例えば「行く」という言葉に「ず」という助動詞がつくと「行かず」となり、「行かない」という否定の意味になります。このように、助動詞は単語そのものではなく、前にある言葉と組み合わせて意味を作ります。
そのため、古文の助動詞を理解するには「意味」だけでなく、「どの形の言葉につくのか」という接続を覚えることが重要になります。
未然形接続や連用形接続とはどういう意味か
「未然形接続」とは、助動詞が未然形の後ろにつくという意味です。つまり、助動詞の前にある動詞を未然形に変化させた形につながります。
例えば助動詞「ず」は未然形接続です。「書く」の未然形は「書か」なので、「書か+ず」で「書かず」となります。
一方、「連用形接続」は連用形の後ろにつく助動詞です。例えば助動詞「たり」は連用形接続で、「読む」の連用形「読み」に続いて「読みたり」のようになります。
つまり接続とは、助動詞を見つけるための目印であり、「この助動詞の前にはどんな形が来るのか」を表しています。
古文の助動詞の接続を見分ける方法
助動詞の接続を判断するときは、いきなり助動詞を探すのではなく、まず文章を区切ることが大切です。助動詞は基本的に動詞や形容詞などの後ろについているため、前の言葉を見る必要があります。
例えば「風吹けば」という文があった場合、「風」は名詞、「吹け」は動詞「吹く」の活用形です。このように、助動詞を探す前に、どの言葉が活用しているのかを確認します。
その後で、後ろについている言葉がどの助動詞なのかを考えます。助動詞は種類が限られているため、接続と意味をセットで覚えると判断しやすくなります。
助動詞は意味と接続をセットで覚えるのがコツ
古文の助動詞は、ただ「未然形接続」「連用形接続」と暗記するだけでは使える知識になりません。大切なのは、接続・意味・活用をまとめて覚えることです。

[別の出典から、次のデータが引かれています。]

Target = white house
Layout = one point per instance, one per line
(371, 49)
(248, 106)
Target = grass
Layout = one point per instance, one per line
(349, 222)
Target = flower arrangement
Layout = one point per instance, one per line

例えば「ず」なら、「未然形接続・打消・ず」というように一つのセットとして覚えます。「けり」なら「連用形接続・過去や詠嘆」という形で整理します。
単語帳を見るように助動詞だけを暗記するよりも、実際の古文の文章の中で「この助動詞は何の意味で使われているのか」を確認するほうが理解が深まります。
高校1年生が助動詞を勉強するときのおすすめ手順
古文を始めたばかりの場合は、最初からすべての助動詞を完璧に覚えようとすると混乱しやすくなります。まずは頻出する助動詞から覚えることがおすすめです。
具体的には、「ず(打消)」「き・けり(過去)」「つ・ぬ(完了)」「たり(完了・存続)」「べし(推量など)」など、入試でもよく出るものから学習すると効率的です。
例えば毎日10分だけでも、助動詞カードを作って「表に助動詞、裏に接続・意味・活用を書く」という方法を続けると、少しずつ判断できるようになります。
古文の文章問題で助動詞を判断する練習方法
助動詞は暗記だけではなく、実際の文章で使えるようにすることが重要です。問題を解くときは、助動詞を見つけたら必ず印をつけ、その意味を考える習慣をつけましょう。
例えば「〜けり」が出てきた場合、単純に「過去」と決めつけるのではなく、文章全体から「昔の出来事を表しているのか」「気づきや感動を表しているのか」を判断します。
このように文脈と一緒に考えることで、助動詞の知識が実際の読解力につながります。
まとめ
古文の助動詞を理解するには、まず「接続」とは助動詞がどの活用形につくかを示すものだと理解することが大切です。
未然形接続や連用形接続は、単なる暗記項目ではなく、助動詞を見つけるためのヒントになります。助動詞は「接続・意味・活用」をセットで覚えることで、文章中でも判断できるようになります。
高校1年生の段階では、最初から完璧を目指すよりも、頻出助動詞を少しずつ覚えて、実際の古文で確認する練習を続けることが成績アップへの近道です。